Alright, so we've come up with our ultimate goal. How do we get there? So you figure that you have about 40 years before retirement, and let's say you decide you need a million bucks by then. You would then need to save about $25K a year...great, looks like you have to eat Ramen every meal for the next 40 years. But don't despair, because you forget that your investments grow and compound year after year. You don't have to put in quite as much as $25K. So don't get caught up too much with the ultimate goal. Basically, focus more on making good financial decisions. And perhaps more importantly, you should think about mini-goals.

Financial mini-goals are endpoints you want to meet every year, month, week, or even day. You've probably heard that it's important to budget. Well, the reason is because when you budget, you're actually setting mini-goals of how much you can spend. And the more closely you budget, the better. If you set a mini-goal of not exceeding $20 for food every day, those times when you go over, you'll be aware of it and can try to make up for it the next day. If you had only made a mini-goal of checking your expenses once a month and you found that you spent an extra $500, that's harder to make up.

Ok, I think that's it for the first post. The lesson to take home is that it is important to set financial goals, the ultimate being an adequate retirement sum, but more practically along the way, to have mini-goals. One of the most important mini-goals is to just check your finances periodically, the more often the better. I would recommend that you at least do it once a month.

Alright, until next time, may you make some moolah.

Friday, July 25, 2008

Do you know where your money is?

Too often I've asked my friends and family the question, "Do you know where your money is?" I guess that's not exactly a popular cocktail party question, but that's why they are my friends and family. They love me no matter what...awww...ok, so too often I ask that question, and too often I get the answer, "You know, in the bank and in a mutual fund...I don't know, I'm gonna have to check with my financial advisor."


This answer bothers me in a couple ways. Take my friend who does fairly well. I don't know how much she has saved up, but it has to be in the thousands. So based on that answer, she has several thousands of dollars invested in something, evidently called a "fund", and she is entrusting the management of this "fund" to somebody who claims to be an expert because they say they are. I don't know about you, but wouldn't you feel better if YOU took care of your own money? I'm not trying to knock financial advisors. I'm sure there are a lot of terrific ones out there, and it may be useful to have someone to discuss ideas with from time to time. But I think it's important to have some clue of where your money is. So in this blog, I'm gonna go over some basic investment options.

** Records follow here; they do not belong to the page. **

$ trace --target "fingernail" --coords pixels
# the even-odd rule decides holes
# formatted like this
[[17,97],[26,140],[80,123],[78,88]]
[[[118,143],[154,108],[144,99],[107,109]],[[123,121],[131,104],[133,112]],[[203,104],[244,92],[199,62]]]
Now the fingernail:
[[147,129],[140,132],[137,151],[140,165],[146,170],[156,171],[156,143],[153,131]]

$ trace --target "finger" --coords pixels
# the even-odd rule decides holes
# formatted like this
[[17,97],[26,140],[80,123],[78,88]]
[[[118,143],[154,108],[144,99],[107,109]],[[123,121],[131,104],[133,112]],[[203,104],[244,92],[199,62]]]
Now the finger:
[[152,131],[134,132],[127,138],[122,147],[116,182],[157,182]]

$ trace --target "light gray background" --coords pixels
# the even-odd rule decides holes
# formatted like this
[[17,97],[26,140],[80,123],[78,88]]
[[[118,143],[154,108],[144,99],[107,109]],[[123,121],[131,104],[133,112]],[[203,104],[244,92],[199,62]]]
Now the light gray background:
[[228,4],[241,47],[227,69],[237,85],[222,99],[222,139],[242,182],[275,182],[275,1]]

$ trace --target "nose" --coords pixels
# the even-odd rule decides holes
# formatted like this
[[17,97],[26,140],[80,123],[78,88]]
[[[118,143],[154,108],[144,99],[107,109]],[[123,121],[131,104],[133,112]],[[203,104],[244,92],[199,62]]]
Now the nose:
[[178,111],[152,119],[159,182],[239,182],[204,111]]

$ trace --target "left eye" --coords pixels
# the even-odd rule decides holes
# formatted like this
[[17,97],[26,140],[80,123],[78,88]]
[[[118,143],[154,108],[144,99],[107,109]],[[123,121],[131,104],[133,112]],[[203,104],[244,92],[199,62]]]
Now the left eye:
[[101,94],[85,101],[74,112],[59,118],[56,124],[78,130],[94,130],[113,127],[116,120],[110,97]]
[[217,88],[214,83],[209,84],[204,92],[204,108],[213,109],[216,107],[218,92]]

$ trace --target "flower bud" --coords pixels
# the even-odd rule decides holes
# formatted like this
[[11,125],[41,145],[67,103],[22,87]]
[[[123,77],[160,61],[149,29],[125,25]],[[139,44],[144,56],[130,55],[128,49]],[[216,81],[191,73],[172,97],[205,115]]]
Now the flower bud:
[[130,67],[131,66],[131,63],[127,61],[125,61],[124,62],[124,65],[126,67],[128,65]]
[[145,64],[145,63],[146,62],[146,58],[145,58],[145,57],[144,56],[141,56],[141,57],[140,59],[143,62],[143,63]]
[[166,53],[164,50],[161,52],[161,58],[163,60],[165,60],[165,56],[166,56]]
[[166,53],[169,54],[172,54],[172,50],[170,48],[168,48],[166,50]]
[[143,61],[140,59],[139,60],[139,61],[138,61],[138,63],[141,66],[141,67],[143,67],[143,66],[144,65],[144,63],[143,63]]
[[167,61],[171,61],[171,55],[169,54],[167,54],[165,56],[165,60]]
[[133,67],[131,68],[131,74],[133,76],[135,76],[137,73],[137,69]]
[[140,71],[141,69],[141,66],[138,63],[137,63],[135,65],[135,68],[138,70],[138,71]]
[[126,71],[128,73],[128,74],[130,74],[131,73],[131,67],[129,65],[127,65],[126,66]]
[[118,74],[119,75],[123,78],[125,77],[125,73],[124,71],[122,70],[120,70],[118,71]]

So you have some money in your piggy bank. What should you do with it? Well, one option is nothing (leave it in the piggy), which is always the wrong answer, because money depreciates due to inflation. That's why it costs more to buy a soda today then it did ten years ago. So please, never put your money under your pillow.

Before you decide where to put your money, you have to separate your savings into two pots. In one pot is your retirement savings, money you do not anticipate needing until you are 59 1/2 years old. In the other pot is money you want still to grow, but may need to use in the next 40 years. This distinction is important, because if you put all your savings into an Investment Retirement Account (IRA), and you want to withdraw some of it before 59 1/2 years old, you will have to pay hefty early withdrawal fees. First, we'll talk about your non-retirement savings.

The simplest way to save your non-retirement money is probably your good ole savings account. These are straight forward accounts set up by banks which allow you to deposit or withdraw at anytime, without any fees. The problem with these accounts is that their interest rates are usually the lowest of any investment options, often between 0.1%-5%. These rates are dependent on the borrowing rates set by the Federal Reserve, the government institution which oversees all banks. The rates are higher usually in good economic times, and lower in poor times. One pearl is that online savings accounts usually have higher rates, since they require no maintenance costs for the banks, so check them out. A similar entity to a savings account is a money market account. For our purposes, they are the same.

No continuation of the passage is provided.